Through a mass indoctrination into a very comfortable and distracting social and political paradigm, the majority of us find ourselves working all the time, eating de-natured foods, frightened of authority, scared to ask big questions, eager to fit into some group, yet so divisive that we’d break familial ties over perceived political differences. We’ve been programmed with a phony notion of success and disoriented by a shock doctrine delivered by a lying media that prioritizes American life into fear first, then sensationalism. We’ve already moved ourselves into manageable suburban camps, inwardly focused on scrapping for bits of a dying currency in a dying economy, while turning a blind eye to endless war abroad, and while the police at home up-arm themselves with tanks and drones. Weird.
Increasingly, suburban towns are coming under the control of micro-bureaucracies, neighborhood associations, and Homeowner’s Associations (HOAs). There seems to also be a rise in the over-zealousness of municipal code enforcement in recent years.
An uncle of mine looked up one day from his front porch to see an armed man in the front yard. Packing a holstered sidearm, this unexpected city employee also had a ruler and was measuring a blade of grass in my uncle’s yard to determine if it violated city ordinance. After years of harassment, letters, time sucked, energy wasted, and tax money burned, the city finally dropped the $2000 fine they had issued him, when in court, my uncle asked the city prosecutor the bold question, ‘what exactly is the city’s definition of ‘a weed?’ They did not have an answer.
HOAs create rules, codes and regulations for homeowners, voted upon by those few who actually participate, enforced by power of contract, and backed up oddly by municipal governments and their criminal justice departments. Infractions of code are punishable by fine, property invasions, prosecution, eviction, forfeiture, arrest, and so on, depending on your personal limit for this sort of thing. It is ruled by force and humiliation, and, like camp guards, eager to enforce unbendable rules, some of your neighbors play out political control fantasies on the boards of these organizations. Something as benign as deciding to paint your front door red, (or some other unapproved color), can introduce into life a world of stress, cost, and interference by the masters of the neighborhood.

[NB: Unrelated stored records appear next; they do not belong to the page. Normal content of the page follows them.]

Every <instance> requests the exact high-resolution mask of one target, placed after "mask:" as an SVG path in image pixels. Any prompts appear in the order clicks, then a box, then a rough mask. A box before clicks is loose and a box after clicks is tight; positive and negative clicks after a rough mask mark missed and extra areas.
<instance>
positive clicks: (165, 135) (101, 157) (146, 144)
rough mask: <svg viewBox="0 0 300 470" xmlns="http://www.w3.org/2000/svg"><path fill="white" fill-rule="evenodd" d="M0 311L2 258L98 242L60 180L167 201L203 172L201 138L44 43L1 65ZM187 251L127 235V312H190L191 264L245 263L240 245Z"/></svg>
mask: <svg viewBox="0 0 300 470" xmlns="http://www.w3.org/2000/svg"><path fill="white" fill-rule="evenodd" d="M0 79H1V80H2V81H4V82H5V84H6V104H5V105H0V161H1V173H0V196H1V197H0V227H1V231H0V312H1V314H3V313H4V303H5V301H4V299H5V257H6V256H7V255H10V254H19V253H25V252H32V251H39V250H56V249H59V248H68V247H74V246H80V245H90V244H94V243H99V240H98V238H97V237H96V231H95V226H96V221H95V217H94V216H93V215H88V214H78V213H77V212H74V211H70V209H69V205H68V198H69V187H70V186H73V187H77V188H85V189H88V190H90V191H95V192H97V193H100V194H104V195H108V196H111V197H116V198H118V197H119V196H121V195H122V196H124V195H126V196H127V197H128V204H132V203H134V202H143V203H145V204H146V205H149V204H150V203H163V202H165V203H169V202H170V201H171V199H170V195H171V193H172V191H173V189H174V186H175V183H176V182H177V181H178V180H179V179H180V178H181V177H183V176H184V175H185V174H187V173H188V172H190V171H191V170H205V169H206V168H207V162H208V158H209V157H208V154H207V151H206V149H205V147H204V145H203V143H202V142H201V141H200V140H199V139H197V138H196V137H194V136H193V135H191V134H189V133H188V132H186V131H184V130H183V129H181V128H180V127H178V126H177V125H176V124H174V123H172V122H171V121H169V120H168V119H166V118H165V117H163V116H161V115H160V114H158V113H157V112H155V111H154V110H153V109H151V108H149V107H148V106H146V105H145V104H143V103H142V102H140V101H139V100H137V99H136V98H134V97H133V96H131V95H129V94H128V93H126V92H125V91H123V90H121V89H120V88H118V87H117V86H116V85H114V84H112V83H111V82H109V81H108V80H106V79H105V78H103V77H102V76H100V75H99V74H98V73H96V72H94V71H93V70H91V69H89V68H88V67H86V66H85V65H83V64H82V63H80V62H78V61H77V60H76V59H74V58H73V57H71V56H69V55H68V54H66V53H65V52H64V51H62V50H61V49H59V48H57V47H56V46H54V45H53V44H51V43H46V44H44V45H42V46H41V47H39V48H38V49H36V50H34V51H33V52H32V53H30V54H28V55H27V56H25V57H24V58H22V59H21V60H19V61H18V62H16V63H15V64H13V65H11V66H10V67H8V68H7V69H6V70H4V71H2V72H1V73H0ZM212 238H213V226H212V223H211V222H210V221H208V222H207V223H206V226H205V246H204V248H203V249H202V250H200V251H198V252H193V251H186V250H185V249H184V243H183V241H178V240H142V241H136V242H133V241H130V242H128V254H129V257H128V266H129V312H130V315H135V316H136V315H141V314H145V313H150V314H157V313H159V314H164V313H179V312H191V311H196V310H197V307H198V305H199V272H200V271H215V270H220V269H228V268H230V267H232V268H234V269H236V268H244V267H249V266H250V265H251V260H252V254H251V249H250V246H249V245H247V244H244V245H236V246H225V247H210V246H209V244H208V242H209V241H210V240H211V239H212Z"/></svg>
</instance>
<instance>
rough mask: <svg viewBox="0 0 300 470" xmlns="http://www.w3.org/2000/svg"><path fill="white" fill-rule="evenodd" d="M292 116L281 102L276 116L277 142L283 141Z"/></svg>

HOAs are certainly not mandatory, which makes them all the more concerning, because either people seem to prefer this sort of punitive-based micro-management in their lives or they don’t care. Not a good sign, however you look at it.
In some areas of the nation, such as McKinney, Texas, municipal governments have undergone impressive technical integrations with local and federal law enforcement agencies, and have even installed centrally controlled public announcement towers to broadcast ‘emergency’ information and alarms. These towers, located in neighborhoods, around schools, and located throughout the town are rather startling if you happen to be taking a nap in your home on a lazy Saturday afternoon, as they broadcast alarm tones and messages from a command center, at very high decibels, over the tops of all the houses. The city put them in whether you voted for it, protested against it, or begged for it.